"I'm not asking this with a sense of preemptive judgment in my heart. I'm a huge Interview With the Vampire (the show) fan, and one who really likes what the show's writers have done by going beyond their source material. Futzing around with Anne Rice's canon (as Talamasca certainly is, considering it's AMC's first Immortal Universe that isn't adapting a series of Rice novels wholesale) has worked pretty well on basic cable before, and I believe it easily could again. I want Talamasca to succeed!"
"I'm also not trying to be glib. I've seen the marketing for this show. It is supposed to be a spy thriller set in the Interview With the Vampire/Mayfair Witches universe that balances occasional pop-ins from those shows' characters with building out its own complex mythology. It has a series of specific tones it's trying to go for, and most of the time it at least hits something adjacent to them."

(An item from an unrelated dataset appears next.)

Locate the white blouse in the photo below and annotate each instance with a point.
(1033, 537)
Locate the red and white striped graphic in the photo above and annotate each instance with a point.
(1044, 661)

Talamasca: The Secret Order's two-episode premiere blends spy-thriller elements with the Interview With the Vampire/Mayfair Witches universe. Marketing positions the series as a spy thriller that balances occasional crossover characters with an expanded mythology. The show frequently attains adjacent tones but lacks a compelling central hook that makes viewers care about its characters. The series appears to pursue three simultaneous hooks: secret-family intrigue, campy performative flouncing, and conspicuous fan-service. Those approaches feel underdeveloped and sometimes work at cross-purposes rather than reinforcing one another. The protagonist Guy Anatole begins a quest into his childhood, introduced via a dramatic cold-open chase.